Reputation:
I'm just starting to look into Futures and the ScheduledExecutorService in Java, and I'm wondering why my Callable isn't running on the schedule I've indicated. In this sample code, the callable runs once, but the app never completes, nor does the task run again, which is what I expected to happen (I'm sure the problem is with my expectation).
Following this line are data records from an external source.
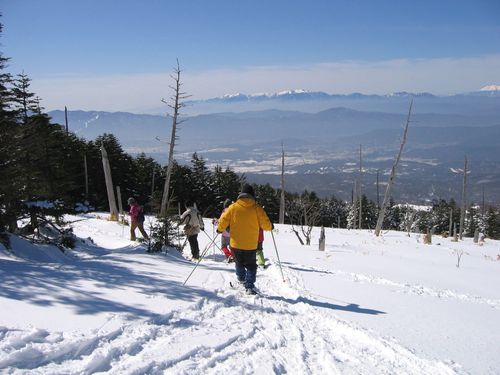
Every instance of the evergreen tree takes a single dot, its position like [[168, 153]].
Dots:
[[10, 171], [334, 212], [369, 213], [26, 102], [493, 223]]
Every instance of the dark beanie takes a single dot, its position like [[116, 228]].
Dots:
[[248, 189]]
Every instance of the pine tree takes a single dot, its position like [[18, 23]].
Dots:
[[26, 102]]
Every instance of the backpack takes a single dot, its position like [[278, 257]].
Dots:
[[194, 220], [140, 215]]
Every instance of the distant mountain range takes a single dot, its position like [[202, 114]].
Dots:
[[322, 147], [491, 90], [484, 101]]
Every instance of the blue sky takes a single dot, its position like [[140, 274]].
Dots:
[[118, 55]]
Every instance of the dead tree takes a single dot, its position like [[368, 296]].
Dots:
[[282, 194], [178, 104], [322, 239], [360, 187], [392, 176], [463, 206], [113, 210], [305, 213]]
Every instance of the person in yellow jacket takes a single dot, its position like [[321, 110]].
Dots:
[[244, 217]]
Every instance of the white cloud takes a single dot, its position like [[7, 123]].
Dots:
[[143, 92]]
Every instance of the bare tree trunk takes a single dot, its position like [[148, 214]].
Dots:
[[355, 205], [282, 196], [119, 196], [463, 206], [109, 185], [178, 96], [451, 223], [360, 192], [378, 194], [455, 235], [322, 239], [66, 119], [476, 235], [298, 235], [392, 176], [86, 176]]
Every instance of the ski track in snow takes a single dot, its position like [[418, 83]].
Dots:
[[407, 287], [277, 333]]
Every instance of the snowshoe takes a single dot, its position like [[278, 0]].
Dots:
[[250, 291]]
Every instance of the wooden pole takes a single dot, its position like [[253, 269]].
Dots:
[[282, 196], [113, 210], [451, 223], [119, 195], [322, 239], [86, 176], [463, 206], [360, 191], [378, 195], [66, 119], [392, 176]]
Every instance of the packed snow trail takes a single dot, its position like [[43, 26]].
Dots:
[[147, 322], [280, 332]]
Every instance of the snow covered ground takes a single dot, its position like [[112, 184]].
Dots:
[[366, 305]]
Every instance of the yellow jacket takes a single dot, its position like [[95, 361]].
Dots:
[[244, 218]]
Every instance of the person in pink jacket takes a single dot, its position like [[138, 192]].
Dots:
[[136, 213]]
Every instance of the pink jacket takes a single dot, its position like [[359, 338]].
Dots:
[[134, 211]]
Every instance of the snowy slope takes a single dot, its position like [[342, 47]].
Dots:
[[364, 306]]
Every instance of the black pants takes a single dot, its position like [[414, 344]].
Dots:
[[246, 266], [193, 243]]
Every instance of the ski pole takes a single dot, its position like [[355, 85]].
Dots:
[[199, 260], [279, 262], [217, 246]]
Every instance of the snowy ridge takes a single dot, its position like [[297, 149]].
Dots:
[[108, 307], [279, 333], [410, 288]]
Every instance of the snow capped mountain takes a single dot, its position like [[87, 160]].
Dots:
[[301, 94], [490, 88], [405, 94]]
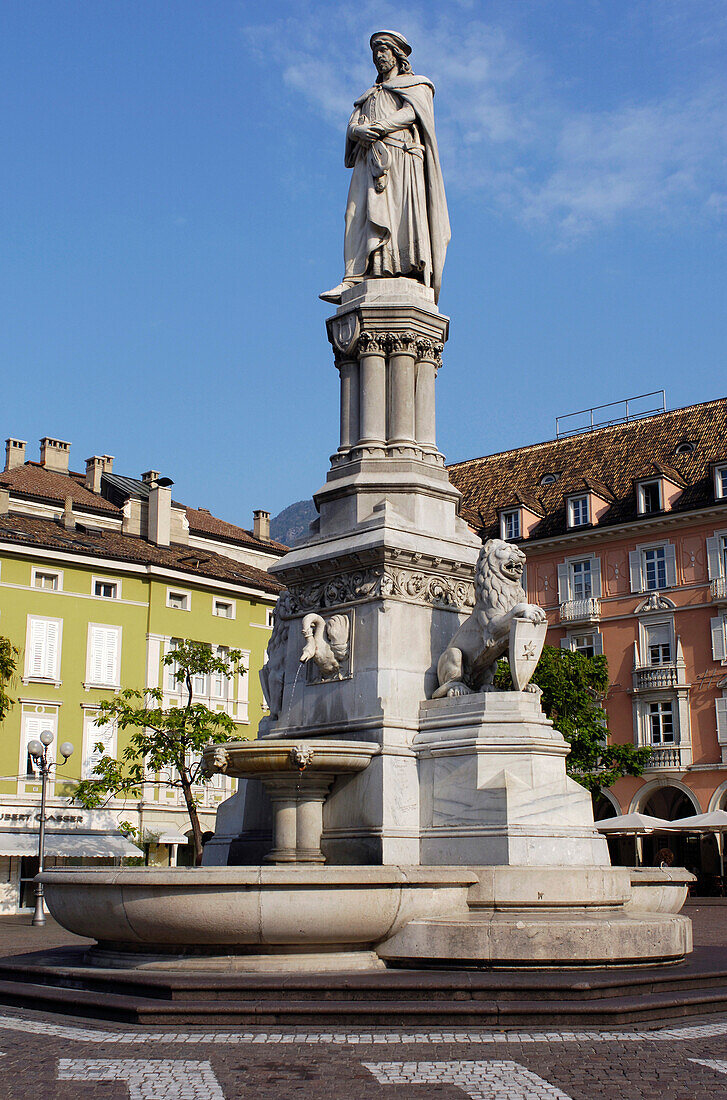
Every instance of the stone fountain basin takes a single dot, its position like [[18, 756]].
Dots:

Runnables work fine; Callables seem to block forever, but I'm not sure why.... What am I missing?
Thanks!
public class ExecutorExample {
/**
* @param args
* @throws ExecutionException
* @throws InterruptedException
*/
public static void main(String[] args) throws InterruptedException, ExecutionException {
ScheduledExecutorService scheduler = Executors.newScheduledThreadPool(5);
FutureTask<ArrayList<String>> ft1 = new FutureTask<ArrayList<String>>(new Callable<ArrayList<String>>(){
@Override
public ArrayList<String> call() {
ArrayList<String> stuff = new ArrayList<String>();
for(int i = 0;i<10;i++){
String thing ="Adding " + i + " to result";
stuff.add(thing);
System.out.println(thing);
}
return stuff;
}});
scheduler.scheduleAtFixedRate(ft1, 0, 1, TimeUnit.SECONDS);
System.out.println(ft1.get());
System.out.println(ft1.isDone());
}
}
Upvotes: 6
Views: 5057
Reputation: 269667
The problem is that FutureTask
is used, and as its class documentation says, "Once the computation has completed, the computation cannot be restarted or cancelled."
After the run
method of FutureTask
has been invoked once, subsequent invocations return immediately, without delegating to the task's Callable
instance.
Only a Runnable
can be used as a recurring task, and this doesn't allow passing back a result. Instead, give the Runnable
task a callback that it can invoke at the end of its run
method, to report the results of each execution of the task back to listeners in other threads.